The American Headache Society (AHS) annual scientific meeting is recognized as an international forum for peer-reviewed presentations of new research by leading experts in headache and migraine medicine.

Attendees gained insights into evolving science, products and technological advancements in the detection, management, and care of patients of all ages who suffer from pain originating in the head, neck, and orofacial regions.

Peter J. Goadsby, MD, PhD, professor of neurology and director of the Headache Clinic at the University of California in San Francisco, who chaired program development for this 4-day conference, offered expert commentary on select presentations covered by Practical Pain Management.

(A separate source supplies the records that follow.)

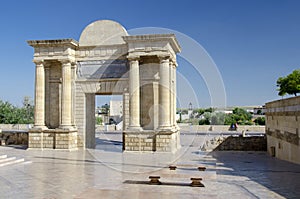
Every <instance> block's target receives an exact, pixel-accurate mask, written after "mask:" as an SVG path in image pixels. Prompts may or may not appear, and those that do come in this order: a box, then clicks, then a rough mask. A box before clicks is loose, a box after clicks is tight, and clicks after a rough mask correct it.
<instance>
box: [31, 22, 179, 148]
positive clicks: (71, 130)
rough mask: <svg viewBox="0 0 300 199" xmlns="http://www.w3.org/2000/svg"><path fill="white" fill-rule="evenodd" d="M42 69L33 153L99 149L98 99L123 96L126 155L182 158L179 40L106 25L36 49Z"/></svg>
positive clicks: (36, 94)
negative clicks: (71, 150)
mask: <svg viewBox="0 0 300 199" xmlns="http://www.w3.org/2000/svg"><path fill="white" fill-rule="evenodd" d="M28 43H29V45H30V46H32V47H34V50H35V53H34V63H35V64H36V85H35V124H34V127H33V128H32V129H31V130H30V132H29V148H53V149H69V150H73V149H77V148H79V147H84V148H90V147H93V143H95V142H94V141H93V138H92V137H93V136H89V134H87V132H88V131H93V129H94V126H95V120H94V118H93V116H92V115H91V114H90V113H91V112H94V111H95V110H94V109H95V95H96V94H105V95H113V94H119V95H122V96H123V107H124V113H123V124H124V125H123V127H124V128H123V129H124V130H123V143H124V146H123V149H124V150H128V151H169V152H174V151H176V150H177V148H178V146H179V144H178V140H179V139H178V137H179V128H178V126H177V124H176V120H175V114H176V96H175V93H176V92H175V90H176V68H177V62H176V53H178V52H180V46H179V44H178V42H177V40H176V37H175V35H173V34H157V35H136V36H128V34H127V32H126V30H125V29H124V28H123V26H121V25H120V24H119V23H117V22H114V21H110V20H100V21H96V22H94V23H92V24H90V25H88V26H87V27H86V28H85V29H84V31H83V32H82V34H81V37H80V39H79V42H77V41H75V40H73V39H59V40H34V41H28Z"/></svg>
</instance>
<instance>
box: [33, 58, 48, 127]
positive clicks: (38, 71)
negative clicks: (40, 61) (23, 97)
mask: <svg viewBox="0 0 300 199" xmlns="http://www.w3.org/2000/svg"><path fill="white" fill-rule="evenodd" d="M34 100H35V109H34V126H35V127H36V128H44V127H45V69H44V64H43V62H36V71H35V98H34Z"/></svg>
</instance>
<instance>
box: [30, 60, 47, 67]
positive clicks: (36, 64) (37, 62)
mask: <svg viewBox="0 0 300 199" xmlns="http://www.w3.org/2000/svg"><path fill="white" fill-rule="evenodd" d="M32 62H33V63H35V65H36V66H43V65H44V63H45V62H44V60H43V59H34V60H32Z"/></svg>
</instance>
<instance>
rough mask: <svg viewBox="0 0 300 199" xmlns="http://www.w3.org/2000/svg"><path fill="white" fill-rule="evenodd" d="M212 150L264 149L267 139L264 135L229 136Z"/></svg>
mask: <svg viewBox="0 0 300 199" xmlns="http://www.w3.org/2000/svg"><path fill="white" fill-rule="evenodd" d="M214 150H216V151H266V150H267V139H266V137H264V136H253V137H241V136H240V137H232V136H229V137H227V138H226V139H225V140H223V142H222V143H221V144H219V145H218V146H217V147H216V148H215V149H214Z"/></svg>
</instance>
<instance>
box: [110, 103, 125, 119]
mask: <svg viewBox="0 0 300 199" xmlns="http://www.w3.org/2000/svg"><path fill="white" fill-rule="evenodd" d="M109 107H110V109H109V123H116V124H117V123H120V122H121V121H122V116H123V101H117V100H111V101H110V102H109Z"/></svg>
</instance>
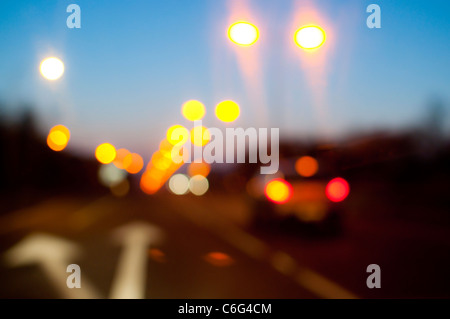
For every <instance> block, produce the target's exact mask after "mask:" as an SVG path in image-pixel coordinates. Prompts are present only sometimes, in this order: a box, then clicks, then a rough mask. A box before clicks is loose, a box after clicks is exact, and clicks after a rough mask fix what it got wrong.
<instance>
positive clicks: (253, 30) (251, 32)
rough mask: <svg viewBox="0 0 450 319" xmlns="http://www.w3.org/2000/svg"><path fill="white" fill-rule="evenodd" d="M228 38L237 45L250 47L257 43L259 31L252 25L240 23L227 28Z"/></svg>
mask: <svg viewBox="0 0 450 319" xmlns="http://www.w3.org/2000/svg"><path fill="white" fill-rule="evenodd" d="M228 38H229V39H230V40H231V41H232V42H234V43H236V44H238V45H241V46H251V45H253V44H255V43H256V41H258V38H259V31H258V28H257V27H256V26H255V25H254V24H252V23H250V22H245V21H240V22H236V23H233V24H232V25H231V26H230V27H229V28H228Z"/></svg>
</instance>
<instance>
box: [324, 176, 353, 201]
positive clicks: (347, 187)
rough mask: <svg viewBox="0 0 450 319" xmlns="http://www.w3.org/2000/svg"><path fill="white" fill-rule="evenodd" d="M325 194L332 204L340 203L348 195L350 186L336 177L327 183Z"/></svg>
mask: <svg viewBox="0 0 450 319" xmlns="http://www.w3.org/2000/svg"><path fill="white" fill-rule="evenodd" d="M325 192H326V194H327V197H328V199H329V200H331V201H332V202H342V201H343V200H344V199H346V198H347V196H348V194H349V193H350V186H349V185H348V183H347V181H346V180H345V179H343V178H341V177H337V178H334V179H332V180H331V181H330V182H329V183H328V185H327V187H326V189H325Z"/></svg>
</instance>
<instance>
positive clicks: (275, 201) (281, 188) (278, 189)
mask: <svg viewBox="0 0 450 319" xmlns="http://www.w3.org/2000/svg"><path fill="white" fill-rule="evenodd" d="M264 192H265V194H266V196H267V198H268V199H269V200H271V201H272V202H274V203H277V204H282V203H285V202H287V201H288V200H289V199H290V198H291V196H292V186H291V185H290V184H289V183H288V182H286V181H285V180H283V179H280V178H277V179H274V180H272V181H270V182H269V183H268V184H267V185H266V187H265V190H264Z"/></svg>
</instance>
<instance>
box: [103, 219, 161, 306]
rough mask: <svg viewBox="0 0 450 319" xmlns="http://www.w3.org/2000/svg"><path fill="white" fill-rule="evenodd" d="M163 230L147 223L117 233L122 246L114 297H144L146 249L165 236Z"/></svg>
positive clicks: (130, 225)
mask: <svg viewBox="0 0 450 319" xmlns="http://www.w3.org/2000/svg"><path fill="white" fill-rule="evenodd" d="M162 235H163V234H162V231H161V230H160V229H159V228H158V227H156V226H153V225H150V224H147V223H144V222H134V223H132V224H128V225H125V226H123V227H121V228H119V229H117V230H116V231H115V232H114V238H115V240H116V241H118V242H120V244H121V245H122V246H123V251H122V254H121V255H120V258H119V263H118V266H117V270H116V274H115V276H114V281H113V284H112V287H111V294H110V298H112V299H142V298H144V297H145V283H146V276H145V275H146V273H147V259H148V257H147V249H148V246H149V245H151V244H155V243H157V242H159V241H160V240H161V239H162Z"/></svg>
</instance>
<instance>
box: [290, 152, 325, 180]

AHS sessions highlighted here include interviews Practical Pain Management conducted with Ann Calhoun, MD, who pushed for pain specialists to embrace the use of continuous, low-dose oral contraceptive (OC) for women with menstrual-related migraines without aura as a highly efficacious preventive agent. In addition, Gretchen E. Tietjen, MD, made a strong case for managing women who have migraines with aura, on a case-by-case basis with OC use. Commentary was supplied by   session moderator Huma Sheikh, MD.

Howard Jacobs, MD, presented findings on the premonitory symptoms found in children and adolescents, which offer fair warning to caregivers and the patients to have treatment at the ready, and thereby avoid unnecessary misery.

Other highlights featured clinical trial findings on new treatments for headache and migraine pain, including very promising findings for an investigational new monoclonal antibody as a migraine preventive.

In the United States, it is estimated that migraine pain impacts 20% of women, 1 in 16 men and 1 in 11 children. Given the number of patients affected, the risk of developing stroke, depression, and chronic pain, is significantly higher in migraineurs than nonheadache patients. Despite this, only one-third of people who suffer from migraines mention it to their physician. 

 

From this Meeting:

Experts agree that very low dose, continuous hormone contraception can prevent migraines without aura and should become the treatment of choice while women who have migraines with aura must be treated individually given the high risk of stroke and other challenges in these patients.
A survey of children and adolescents found pronounced fatigue and heightened moodiness as the most common premonitory symptoms, leading up to a migraine and allowing for caregivers to be ready with earliest possible treatment upon to avoid pain.
Eptinezumab, a new investigational monoclonal antibody, promises to prevent chronic migraines by delivering rapid, long-lasting relief from a quarterly intravenous infusion.
Acute treatment of migraines are muted, more Ineffective in the presence of allodynia. Timing of taking aborative medication is essential—generally beginning about 30 minutes into the migraine to prevent allodynia from occurring and pain from worsening.